I don't know if this is generalisable. As a demo, I wrote a minimal example test.cpp

#include <iostream>

struct mystruct
{
  int i;
  double x;
} mystruct_1;

int main ()
{
  mystruct_1.i = 2;
  mystruct_1.x = 1.242;
  std::cout << "Blarz";
  std::cout << std::endl;
}

Now I run g++ -g test.cpp -o test as usual and fire up gdb test. Here is a example session transcript:

(gdb) break main
Breakpoint 1 at 0x400898: file test.cpp, line 11.
(gdb) run
Starting program: ...

Breakpoint 1, main () at test.cpp:11
11        mystruct_1.i = 2;
(gdb) step
12        mystruct_1.x = 1.242;
(gdb) step
13        std::cout << "Blarz";
(gdb) python mystruct = gdb.parse_and_eval("mystruct_1")
(gdb) python print mystruct
{i = 2, x = 1.242}
(gdb) python print eval("dict(" + str(mystruct)[1:-2] + ")")
{'i': 2, 'x': 1.24}
(gdb) python print eval("dict(" + str(mystruct)[1:-2] + ")").keys()
['i', 'x']

1 Comment

Thanks for this workaround! Sadly, it will not work for structs with strings or other structs inside. So this solution will not always work!
0

These days:

(gdb) python import sys; print(sys.version)
3.10.8 (main, Oct 15 2022, 19:00:40)  [GCC 12.2.0 64 bit (AMD64)]

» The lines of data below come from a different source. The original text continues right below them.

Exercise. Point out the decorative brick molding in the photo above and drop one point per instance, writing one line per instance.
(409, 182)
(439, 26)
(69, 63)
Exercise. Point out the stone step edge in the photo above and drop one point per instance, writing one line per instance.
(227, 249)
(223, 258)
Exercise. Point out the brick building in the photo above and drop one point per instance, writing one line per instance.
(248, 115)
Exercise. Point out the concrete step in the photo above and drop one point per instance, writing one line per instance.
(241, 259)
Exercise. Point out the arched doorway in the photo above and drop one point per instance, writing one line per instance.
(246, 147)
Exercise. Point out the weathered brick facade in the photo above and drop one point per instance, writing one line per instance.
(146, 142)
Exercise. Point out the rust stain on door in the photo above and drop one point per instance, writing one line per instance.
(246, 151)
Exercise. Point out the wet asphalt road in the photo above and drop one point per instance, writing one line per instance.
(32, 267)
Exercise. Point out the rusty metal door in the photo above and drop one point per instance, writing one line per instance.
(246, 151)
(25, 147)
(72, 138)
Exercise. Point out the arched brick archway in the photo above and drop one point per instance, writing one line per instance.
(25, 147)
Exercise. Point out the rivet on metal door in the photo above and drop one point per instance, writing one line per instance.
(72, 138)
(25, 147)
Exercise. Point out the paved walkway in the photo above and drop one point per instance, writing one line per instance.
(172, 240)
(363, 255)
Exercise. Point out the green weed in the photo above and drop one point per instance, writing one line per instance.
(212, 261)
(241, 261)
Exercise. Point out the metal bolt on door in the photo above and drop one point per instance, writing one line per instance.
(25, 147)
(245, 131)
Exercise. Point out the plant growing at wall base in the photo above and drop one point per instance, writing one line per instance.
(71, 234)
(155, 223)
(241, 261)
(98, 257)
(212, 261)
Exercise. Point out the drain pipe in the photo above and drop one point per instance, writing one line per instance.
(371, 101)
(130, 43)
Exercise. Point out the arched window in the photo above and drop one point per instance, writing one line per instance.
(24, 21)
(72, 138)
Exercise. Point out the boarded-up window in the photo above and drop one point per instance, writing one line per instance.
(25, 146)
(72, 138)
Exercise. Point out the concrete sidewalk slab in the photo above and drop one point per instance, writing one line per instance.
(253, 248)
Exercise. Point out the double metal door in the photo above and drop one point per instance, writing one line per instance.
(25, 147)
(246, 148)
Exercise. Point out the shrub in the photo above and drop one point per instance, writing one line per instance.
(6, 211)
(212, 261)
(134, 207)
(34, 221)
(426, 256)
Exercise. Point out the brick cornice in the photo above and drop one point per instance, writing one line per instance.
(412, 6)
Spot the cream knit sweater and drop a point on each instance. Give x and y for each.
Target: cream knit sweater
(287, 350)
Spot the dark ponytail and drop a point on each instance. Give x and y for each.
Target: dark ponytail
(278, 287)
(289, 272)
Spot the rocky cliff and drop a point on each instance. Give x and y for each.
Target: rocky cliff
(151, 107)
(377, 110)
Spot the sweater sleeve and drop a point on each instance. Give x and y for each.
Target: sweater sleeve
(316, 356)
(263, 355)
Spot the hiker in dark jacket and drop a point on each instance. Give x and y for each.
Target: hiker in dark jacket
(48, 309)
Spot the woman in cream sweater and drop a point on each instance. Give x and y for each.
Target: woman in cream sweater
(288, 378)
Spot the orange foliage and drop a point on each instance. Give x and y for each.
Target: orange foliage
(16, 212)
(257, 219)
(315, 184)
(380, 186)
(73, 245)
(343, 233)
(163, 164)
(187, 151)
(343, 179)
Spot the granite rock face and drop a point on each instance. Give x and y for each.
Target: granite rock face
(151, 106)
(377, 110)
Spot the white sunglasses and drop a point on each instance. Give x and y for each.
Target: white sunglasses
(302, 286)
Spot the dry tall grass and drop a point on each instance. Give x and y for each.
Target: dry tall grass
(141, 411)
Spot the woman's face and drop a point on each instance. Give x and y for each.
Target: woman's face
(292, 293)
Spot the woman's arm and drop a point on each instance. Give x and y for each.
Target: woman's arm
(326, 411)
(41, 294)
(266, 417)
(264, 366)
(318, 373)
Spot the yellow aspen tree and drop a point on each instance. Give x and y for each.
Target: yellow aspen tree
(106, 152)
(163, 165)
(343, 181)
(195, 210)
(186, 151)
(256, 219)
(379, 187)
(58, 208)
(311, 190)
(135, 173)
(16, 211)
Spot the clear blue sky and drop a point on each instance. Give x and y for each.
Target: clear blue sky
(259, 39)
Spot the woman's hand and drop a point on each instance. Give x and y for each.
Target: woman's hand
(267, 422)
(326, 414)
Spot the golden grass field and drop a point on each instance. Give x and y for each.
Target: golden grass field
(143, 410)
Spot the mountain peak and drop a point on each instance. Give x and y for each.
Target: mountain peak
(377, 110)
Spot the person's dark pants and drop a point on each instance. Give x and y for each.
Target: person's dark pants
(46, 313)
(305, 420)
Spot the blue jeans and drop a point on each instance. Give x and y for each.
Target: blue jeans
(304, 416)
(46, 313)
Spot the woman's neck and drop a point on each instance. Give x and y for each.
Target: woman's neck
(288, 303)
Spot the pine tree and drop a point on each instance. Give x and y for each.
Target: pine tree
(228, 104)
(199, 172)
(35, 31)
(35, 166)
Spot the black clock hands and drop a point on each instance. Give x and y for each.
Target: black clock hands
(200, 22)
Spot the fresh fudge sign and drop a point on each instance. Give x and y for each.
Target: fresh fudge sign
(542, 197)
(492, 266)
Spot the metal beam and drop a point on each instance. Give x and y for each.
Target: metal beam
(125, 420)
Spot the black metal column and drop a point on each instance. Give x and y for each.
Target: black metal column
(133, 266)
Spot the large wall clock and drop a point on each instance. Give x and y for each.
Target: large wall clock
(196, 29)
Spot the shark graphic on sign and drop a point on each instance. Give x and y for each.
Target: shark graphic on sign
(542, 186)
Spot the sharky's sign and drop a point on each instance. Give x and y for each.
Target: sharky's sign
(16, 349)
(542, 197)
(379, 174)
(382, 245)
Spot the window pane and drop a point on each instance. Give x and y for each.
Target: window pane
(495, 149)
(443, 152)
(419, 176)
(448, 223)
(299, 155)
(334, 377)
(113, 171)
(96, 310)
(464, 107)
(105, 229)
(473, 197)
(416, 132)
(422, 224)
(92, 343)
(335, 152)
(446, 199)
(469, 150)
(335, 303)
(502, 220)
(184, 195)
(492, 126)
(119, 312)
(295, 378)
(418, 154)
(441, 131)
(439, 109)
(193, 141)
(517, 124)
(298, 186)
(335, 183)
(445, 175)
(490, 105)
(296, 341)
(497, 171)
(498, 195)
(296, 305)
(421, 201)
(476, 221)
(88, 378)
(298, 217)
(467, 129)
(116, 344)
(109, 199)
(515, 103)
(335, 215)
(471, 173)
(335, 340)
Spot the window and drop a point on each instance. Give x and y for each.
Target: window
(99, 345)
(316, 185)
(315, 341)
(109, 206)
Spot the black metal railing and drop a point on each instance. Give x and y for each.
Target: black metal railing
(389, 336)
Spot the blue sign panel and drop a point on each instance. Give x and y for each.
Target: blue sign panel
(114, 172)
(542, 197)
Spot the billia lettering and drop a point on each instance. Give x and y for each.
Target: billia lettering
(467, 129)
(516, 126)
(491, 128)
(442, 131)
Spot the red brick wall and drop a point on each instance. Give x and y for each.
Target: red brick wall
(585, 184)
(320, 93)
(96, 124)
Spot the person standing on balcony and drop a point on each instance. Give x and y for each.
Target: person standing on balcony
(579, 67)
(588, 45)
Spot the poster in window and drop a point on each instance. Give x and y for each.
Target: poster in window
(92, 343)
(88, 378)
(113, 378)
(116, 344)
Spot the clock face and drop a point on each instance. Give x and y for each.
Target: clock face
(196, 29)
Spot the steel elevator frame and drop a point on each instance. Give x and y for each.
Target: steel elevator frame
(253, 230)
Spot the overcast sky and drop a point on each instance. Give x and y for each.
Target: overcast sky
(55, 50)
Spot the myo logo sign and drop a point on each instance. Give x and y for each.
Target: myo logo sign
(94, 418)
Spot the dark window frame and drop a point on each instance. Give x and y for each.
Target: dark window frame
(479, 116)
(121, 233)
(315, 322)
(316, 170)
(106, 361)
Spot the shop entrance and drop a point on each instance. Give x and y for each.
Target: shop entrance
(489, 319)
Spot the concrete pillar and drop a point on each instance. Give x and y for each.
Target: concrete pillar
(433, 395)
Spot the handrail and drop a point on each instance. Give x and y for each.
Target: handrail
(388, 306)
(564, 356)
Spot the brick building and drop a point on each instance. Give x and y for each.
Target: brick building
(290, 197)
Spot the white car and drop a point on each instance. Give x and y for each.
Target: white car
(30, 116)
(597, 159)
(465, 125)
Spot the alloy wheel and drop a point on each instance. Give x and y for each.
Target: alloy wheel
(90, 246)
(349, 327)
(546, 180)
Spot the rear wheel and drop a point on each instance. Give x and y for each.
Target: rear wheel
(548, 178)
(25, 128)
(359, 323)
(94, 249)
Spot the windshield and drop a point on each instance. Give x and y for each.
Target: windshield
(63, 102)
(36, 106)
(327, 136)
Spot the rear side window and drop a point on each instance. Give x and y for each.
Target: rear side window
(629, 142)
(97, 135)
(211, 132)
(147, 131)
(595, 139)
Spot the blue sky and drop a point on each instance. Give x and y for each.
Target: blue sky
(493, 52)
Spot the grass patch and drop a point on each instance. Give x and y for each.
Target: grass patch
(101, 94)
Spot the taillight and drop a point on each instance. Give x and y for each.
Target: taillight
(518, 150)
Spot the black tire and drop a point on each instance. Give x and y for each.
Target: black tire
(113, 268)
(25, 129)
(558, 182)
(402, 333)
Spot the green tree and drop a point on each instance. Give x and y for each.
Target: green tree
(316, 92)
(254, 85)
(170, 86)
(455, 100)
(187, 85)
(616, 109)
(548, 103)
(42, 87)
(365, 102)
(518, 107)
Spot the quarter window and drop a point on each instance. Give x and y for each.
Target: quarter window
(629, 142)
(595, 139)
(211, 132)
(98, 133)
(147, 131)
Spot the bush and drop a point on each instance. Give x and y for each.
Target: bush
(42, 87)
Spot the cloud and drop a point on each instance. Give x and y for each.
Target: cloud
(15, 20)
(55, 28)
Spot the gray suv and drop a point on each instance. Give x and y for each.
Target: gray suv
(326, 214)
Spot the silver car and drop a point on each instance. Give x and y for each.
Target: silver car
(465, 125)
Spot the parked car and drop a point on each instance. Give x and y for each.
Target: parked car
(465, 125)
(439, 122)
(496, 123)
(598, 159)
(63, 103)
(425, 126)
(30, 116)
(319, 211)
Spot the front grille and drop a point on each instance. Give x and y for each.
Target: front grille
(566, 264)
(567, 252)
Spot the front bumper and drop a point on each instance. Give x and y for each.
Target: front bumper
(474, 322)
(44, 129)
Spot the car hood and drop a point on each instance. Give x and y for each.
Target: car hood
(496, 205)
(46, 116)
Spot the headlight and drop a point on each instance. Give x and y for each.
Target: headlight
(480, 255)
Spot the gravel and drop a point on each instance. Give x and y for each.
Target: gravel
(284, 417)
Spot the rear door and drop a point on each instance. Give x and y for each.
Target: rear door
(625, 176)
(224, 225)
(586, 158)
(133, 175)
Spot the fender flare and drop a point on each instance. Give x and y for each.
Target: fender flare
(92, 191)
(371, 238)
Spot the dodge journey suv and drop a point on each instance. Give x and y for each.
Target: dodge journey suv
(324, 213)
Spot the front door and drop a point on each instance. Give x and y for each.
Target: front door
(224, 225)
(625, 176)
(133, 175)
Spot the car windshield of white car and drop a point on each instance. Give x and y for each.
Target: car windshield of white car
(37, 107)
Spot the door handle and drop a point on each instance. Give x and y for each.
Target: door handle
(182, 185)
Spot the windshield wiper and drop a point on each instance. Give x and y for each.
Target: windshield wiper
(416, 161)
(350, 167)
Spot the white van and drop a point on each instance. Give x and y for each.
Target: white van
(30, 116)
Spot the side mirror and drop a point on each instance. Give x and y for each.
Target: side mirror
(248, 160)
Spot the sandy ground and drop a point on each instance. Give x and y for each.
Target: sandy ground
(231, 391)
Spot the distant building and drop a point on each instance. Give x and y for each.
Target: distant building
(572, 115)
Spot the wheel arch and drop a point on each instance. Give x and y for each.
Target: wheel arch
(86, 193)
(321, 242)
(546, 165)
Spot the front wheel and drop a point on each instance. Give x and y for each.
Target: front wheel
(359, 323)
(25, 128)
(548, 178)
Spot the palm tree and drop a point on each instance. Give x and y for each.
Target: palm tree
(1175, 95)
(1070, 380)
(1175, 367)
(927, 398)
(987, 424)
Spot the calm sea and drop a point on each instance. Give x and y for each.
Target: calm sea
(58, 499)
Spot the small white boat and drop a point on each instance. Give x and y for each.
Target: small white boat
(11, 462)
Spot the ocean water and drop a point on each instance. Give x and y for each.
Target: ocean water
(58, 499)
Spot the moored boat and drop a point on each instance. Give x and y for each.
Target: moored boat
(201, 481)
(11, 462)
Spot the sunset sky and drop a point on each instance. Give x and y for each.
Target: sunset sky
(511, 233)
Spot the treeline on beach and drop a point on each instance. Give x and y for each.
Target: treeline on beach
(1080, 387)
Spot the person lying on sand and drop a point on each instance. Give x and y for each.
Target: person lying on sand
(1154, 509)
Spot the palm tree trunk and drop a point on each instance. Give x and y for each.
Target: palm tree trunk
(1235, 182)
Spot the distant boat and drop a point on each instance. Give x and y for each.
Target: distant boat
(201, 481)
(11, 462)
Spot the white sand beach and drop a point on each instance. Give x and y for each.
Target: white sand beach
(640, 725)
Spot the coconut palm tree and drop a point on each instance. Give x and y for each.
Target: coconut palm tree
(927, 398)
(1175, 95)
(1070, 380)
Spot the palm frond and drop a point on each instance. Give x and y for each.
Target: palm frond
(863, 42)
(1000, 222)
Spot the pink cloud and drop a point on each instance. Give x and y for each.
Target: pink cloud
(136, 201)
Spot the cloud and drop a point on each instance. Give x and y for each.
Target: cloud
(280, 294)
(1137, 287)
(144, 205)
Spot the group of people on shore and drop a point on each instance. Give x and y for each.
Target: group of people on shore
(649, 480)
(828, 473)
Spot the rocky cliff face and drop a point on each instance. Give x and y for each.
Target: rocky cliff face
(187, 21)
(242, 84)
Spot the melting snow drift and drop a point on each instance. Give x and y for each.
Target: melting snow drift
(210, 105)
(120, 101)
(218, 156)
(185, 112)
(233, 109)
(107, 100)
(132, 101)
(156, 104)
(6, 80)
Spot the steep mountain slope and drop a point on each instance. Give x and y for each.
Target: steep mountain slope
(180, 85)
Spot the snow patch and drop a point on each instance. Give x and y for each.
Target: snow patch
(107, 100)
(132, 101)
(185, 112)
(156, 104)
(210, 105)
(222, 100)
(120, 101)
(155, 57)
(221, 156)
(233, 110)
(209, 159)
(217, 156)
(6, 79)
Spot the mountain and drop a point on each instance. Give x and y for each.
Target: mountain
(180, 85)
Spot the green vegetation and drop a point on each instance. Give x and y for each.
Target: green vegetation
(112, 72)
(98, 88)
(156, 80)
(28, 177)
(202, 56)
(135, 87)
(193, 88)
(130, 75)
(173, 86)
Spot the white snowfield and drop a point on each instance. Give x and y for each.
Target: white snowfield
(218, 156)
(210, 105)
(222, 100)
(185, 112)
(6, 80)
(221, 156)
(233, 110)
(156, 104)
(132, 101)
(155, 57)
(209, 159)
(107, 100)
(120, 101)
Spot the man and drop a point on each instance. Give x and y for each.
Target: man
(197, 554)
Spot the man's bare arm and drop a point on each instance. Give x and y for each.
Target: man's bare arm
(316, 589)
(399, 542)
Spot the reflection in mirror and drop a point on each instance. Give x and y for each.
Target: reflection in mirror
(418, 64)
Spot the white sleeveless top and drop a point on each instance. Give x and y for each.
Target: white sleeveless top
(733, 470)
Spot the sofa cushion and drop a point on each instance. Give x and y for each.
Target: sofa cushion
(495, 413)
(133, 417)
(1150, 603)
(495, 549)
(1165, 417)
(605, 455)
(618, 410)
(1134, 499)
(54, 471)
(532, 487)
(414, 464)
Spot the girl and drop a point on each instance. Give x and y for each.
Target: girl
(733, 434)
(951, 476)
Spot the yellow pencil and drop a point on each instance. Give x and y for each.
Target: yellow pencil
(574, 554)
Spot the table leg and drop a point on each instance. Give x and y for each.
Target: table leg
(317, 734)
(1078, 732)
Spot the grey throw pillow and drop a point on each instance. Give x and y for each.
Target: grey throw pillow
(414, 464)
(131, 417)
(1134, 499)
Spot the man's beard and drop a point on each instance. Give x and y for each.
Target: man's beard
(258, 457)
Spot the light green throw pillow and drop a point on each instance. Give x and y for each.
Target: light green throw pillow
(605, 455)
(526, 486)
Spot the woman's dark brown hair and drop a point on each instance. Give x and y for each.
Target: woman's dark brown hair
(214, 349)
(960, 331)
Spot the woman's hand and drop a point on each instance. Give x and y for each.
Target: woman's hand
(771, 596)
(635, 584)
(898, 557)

... it got a lot easier, properties are keys in dict - here is an example:

test_struct.c:

#include <stdint.h>
#include <stdio.h>

struct mystruct_s {
  uint8_t member;
  uint8_t list[5];
};
typedef struct mystruct_s mystruct_t;

mystruct_t mystruct = {
  .member = 0,
  .list = { 10, 20, 30, 40, 50 },
};

int main(void) {
  printf("mystruct.member %d\n", mystruct.member);
  for(uint8_t ix=0; ix<sizeof(mystruct.list); ix++) {
    printf("mystruct.list[%d]: %d\n", ix, mystruct.list[ix]);
  }
}

Then compile and enter gdb:

gcc -g -o test_struct.exe test_struct.c
gdb --args ./test_struct.exe

... then in gdb:

(gdb) b main
Breakpoint 1 at 0x140001591: file test_struct.c, line 16.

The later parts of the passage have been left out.